Sayangnya, Pemerintah Indonesia sendiri tampaknya masih belum menyiapkan dengan jeli perubahan iklim ini terutama pada segi pendanaan. Menkeu Bambang Brodjonegoro mengatakan bahwa pemerintah masih belum memiliki anggaran khusus perubahan iklim meski ingin berperan aktif bersama negara-negara lain mengatasi dan mengantisipasi perubahan iklim. Menkeu menambahkan bahwa negara membutuhkan investor-investor untuk menangani proyek perubahan energi, namun sayangnya, pernyataannya belum benar-benar menjelaskan tentang peran nyata pemerintah yang akan dilaksanakan dalam waktu dekat untuk mengatasi dan mengantisipasi perubahan iklim. Meski begitu, Indonesia juga telah merencanakan target pengurangan pemakaian emisi mencapai 29 persen.

Pembentukan Ruang Terbuka Hijau (RTH) yang mencapai kuantitas ideal dengan yang dibutuhkan masing-masing kota di Indonesia salah satu langkah yang perlu secepatnya direalisasikan. Sementara itu, penegakan hukum mengenai perlindungan terhadap alam, seperti hukum membuang sampah sembarangan dan penebangan dan pembakaran liar hutan perlu dipertegas lagi. Jangan sampai di tahun mendatang kebakaran hutan yang parah di Sumatera 2015 ini kembali terulang. Saya pribadi berpikir, jika kota-kota di Indonesia penuh dengan pohon asri di jalanan, maka orang-orang akan beralih ke modal transportasi yang lebih ramah lingkungan seperti bersepeda apalagi berjalanan kaki, karena suhu tidak akan begitu panas, dan matahri tidak akan begitu terik, yang biasanya menjadi alasan orang-orang untuk menggunakan kendaraan bermotor pribadi, selain alasan kepraktisa.
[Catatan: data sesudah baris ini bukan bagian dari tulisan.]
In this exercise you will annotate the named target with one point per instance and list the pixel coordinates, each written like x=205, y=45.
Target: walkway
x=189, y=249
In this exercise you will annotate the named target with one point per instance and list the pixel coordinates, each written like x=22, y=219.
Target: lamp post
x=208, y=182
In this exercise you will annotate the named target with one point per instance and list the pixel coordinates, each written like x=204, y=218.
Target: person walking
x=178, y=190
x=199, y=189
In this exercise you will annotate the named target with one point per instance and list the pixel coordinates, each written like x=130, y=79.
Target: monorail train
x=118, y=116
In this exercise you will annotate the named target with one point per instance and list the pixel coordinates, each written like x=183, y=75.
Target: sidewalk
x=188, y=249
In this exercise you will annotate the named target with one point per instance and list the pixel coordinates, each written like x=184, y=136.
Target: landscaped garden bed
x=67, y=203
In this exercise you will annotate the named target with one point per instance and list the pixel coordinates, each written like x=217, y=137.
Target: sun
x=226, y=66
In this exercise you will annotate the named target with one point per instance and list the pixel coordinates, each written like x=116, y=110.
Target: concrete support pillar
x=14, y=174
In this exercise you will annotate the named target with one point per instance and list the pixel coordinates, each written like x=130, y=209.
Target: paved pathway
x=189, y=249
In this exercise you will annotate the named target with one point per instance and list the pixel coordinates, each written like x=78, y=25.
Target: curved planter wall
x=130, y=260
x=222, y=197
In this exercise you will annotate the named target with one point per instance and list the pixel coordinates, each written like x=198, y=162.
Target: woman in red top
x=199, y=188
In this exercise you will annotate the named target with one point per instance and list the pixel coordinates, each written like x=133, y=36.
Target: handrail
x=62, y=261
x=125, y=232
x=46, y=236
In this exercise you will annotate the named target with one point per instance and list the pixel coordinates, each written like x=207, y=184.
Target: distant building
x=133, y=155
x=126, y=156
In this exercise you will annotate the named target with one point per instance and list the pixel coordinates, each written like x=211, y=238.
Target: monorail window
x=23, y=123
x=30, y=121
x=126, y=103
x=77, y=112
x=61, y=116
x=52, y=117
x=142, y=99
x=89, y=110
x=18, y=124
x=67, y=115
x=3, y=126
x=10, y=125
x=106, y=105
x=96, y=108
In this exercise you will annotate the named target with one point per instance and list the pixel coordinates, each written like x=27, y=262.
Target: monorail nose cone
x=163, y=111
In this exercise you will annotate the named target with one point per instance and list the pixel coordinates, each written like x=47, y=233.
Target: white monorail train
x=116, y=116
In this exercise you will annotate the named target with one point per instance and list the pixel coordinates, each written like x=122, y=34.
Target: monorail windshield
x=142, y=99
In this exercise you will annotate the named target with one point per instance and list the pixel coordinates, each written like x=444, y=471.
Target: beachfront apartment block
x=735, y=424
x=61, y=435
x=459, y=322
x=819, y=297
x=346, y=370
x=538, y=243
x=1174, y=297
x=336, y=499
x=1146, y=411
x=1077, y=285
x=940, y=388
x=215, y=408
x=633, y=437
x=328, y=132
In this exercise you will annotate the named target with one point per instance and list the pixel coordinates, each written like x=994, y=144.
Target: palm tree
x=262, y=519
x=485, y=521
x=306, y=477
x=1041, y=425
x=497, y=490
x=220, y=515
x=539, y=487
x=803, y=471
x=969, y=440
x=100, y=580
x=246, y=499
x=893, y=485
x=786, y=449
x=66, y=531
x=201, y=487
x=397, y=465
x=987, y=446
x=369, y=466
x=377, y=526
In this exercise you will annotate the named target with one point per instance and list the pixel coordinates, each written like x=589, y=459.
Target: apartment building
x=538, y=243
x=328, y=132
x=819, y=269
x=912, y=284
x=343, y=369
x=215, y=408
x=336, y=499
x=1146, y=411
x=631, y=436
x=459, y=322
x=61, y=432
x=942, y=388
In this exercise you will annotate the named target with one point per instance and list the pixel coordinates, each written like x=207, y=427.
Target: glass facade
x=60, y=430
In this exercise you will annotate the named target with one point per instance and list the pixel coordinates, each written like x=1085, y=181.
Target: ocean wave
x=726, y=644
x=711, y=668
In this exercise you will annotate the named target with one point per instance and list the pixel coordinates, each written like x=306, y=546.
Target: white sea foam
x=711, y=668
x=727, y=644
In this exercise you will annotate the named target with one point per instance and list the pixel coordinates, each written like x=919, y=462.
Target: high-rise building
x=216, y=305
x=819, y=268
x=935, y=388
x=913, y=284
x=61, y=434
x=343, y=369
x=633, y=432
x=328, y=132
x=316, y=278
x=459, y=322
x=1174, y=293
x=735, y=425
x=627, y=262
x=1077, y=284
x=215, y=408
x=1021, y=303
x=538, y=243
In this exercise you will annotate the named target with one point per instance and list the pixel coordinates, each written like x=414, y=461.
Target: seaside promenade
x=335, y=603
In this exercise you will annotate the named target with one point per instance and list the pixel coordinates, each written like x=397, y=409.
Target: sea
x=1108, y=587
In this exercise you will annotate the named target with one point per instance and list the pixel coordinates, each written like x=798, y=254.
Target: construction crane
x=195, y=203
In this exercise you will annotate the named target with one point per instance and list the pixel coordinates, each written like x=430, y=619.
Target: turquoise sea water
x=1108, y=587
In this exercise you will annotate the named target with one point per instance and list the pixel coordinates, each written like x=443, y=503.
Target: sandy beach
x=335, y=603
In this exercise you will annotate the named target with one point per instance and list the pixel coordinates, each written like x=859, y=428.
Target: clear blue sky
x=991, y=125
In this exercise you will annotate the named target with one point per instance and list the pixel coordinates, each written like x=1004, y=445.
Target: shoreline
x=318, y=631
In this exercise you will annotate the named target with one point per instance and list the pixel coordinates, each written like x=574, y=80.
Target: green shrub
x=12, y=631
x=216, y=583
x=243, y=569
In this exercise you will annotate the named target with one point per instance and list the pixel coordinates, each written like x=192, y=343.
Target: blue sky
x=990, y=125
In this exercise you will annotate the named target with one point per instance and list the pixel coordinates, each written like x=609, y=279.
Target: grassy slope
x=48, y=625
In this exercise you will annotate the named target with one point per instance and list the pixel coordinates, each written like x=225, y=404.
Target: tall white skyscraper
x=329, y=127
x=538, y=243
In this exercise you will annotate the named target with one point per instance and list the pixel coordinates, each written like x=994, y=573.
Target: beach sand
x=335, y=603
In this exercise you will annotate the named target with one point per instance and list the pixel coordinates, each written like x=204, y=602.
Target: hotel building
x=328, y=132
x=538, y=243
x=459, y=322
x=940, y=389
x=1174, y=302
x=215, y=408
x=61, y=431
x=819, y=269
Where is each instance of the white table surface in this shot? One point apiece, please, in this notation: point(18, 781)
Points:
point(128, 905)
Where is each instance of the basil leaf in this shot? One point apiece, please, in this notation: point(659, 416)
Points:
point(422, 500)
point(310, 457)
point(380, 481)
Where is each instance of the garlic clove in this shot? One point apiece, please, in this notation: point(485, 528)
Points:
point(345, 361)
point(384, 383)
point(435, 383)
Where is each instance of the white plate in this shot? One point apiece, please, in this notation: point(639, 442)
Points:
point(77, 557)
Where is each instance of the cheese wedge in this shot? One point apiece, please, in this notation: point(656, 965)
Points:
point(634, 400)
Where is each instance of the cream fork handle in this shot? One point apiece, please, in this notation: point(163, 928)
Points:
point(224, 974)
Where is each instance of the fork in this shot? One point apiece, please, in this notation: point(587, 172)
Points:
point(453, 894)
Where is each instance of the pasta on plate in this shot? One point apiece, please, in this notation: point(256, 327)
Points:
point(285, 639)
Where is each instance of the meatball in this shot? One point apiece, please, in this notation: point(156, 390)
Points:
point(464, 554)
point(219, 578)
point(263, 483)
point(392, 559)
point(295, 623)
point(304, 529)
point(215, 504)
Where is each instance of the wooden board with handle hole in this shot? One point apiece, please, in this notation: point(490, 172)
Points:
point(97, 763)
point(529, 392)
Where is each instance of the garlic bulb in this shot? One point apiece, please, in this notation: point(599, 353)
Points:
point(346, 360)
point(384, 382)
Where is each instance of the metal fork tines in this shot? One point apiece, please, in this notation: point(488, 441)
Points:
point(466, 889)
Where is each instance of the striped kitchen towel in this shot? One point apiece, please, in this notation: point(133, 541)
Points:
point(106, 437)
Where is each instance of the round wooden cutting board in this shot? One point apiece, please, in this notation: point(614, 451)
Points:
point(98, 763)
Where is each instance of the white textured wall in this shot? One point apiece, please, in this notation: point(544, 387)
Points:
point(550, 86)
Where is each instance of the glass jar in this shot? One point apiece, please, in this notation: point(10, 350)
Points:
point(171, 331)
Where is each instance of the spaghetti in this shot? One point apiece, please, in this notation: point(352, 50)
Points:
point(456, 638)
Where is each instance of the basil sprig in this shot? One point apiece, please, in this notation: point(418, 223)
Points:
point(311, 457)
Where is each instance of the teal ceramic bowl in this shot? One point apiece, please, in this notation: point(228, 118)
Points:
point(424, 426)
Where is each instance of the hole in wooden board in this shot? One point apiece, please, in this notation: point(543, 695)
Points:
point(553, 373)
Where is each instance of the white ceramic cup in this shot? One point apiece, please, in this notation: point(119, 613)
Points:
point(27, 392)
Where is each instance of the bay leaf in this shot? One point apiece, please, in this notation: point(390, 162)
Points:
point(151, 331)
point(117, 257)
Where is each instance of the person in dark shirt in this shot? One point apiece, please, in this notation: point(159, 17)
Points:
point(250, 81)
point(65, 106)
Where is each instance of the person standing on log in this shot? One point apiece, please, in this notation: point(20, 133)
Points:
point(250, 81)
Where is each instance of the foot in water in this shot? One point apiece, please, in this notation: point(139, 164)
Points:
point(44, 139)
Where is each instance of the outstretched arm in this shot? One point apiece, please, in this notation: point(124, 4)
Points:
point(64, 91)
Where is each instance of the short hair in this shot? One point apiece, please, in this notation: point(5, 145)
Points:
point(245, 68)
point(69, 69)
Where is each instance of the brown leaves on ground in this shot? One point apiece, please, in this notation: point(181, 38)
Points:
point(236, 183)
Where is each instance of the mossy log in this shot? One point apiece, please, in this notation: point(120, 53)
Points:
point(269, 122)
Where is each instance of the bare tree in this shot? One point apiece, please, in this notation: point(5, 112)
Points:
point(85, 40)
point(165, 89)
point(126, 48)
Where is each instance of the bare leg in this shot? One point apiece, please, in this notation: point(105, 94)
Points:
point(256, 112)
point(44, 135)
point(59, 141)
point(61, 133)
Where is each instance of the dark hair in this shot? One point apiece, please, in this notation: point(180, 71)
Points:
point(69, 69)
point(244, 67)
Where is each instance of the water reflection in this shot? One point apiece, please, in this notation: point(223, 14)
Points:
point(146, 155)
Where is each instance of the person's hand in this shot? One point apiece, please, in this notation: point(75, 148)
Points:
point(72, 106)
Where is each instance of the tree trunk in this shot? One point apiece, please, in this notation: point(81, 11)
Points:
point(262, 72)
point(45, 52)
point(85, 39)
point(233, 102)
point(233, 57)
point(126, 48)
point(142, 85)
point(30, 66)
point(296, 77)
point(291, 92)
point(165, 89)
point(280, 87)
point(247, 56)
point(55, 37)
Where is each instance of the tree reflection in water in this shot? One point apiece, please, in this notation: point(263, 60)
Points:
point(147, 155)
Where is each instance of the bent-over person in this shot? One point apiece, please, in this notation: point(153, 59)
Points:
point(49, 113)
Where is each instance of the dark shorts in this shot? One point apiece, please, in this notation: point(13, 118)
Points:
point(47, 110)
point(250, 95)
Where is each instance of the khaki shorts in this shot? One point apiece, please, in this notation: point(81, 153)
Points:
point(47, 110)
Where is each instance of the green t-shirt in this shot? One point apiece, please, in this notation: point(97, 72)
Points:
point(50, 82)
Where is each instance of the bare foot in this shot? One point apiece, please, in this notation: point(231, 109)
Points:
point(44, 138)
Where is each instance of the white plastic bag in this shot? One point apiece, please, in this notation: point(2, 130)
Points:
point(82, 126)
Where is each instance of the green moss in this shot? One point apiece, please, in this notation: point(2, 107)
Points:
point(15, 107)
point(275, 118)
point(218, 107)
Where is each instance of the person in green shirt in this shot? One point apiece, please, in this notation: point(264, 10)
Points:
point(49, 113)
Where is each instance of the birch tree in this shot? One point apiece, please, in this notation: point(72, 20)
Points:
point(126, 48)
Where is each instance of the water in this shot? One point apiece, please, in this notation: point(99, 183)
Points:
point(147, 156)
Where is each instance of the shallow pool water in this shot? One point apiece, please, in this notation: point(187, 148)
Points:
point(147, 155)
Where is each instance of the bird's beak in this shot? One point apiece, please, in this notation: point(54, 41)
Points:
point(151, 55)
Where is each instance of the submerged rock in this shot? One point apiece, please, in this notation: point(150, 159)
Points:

Kita pun perlu berkaca pada masyarakat adat yang masih menjaga hutan-hutan yang mereka tinggali dengan baik. Terbukti dalam bentuk kuantitas bahwa hutan-hutan yang ditinggali masyarakat adat terbebas dari kebakaran hutan dan lahan. Hanya hutan-hutan yang telah diambil korporasi saja yang mengalami kebakaran hutan atau lahan tersebut,. Salah satu alasan sederhananya adalah, karena masyarakat adat itu tahu bahwa bumi yang mereka pijak adalah tempat yang patut disyukuri dan dijaga kelestariannya untuk menyambung hidup anak cucu mereka nantinya.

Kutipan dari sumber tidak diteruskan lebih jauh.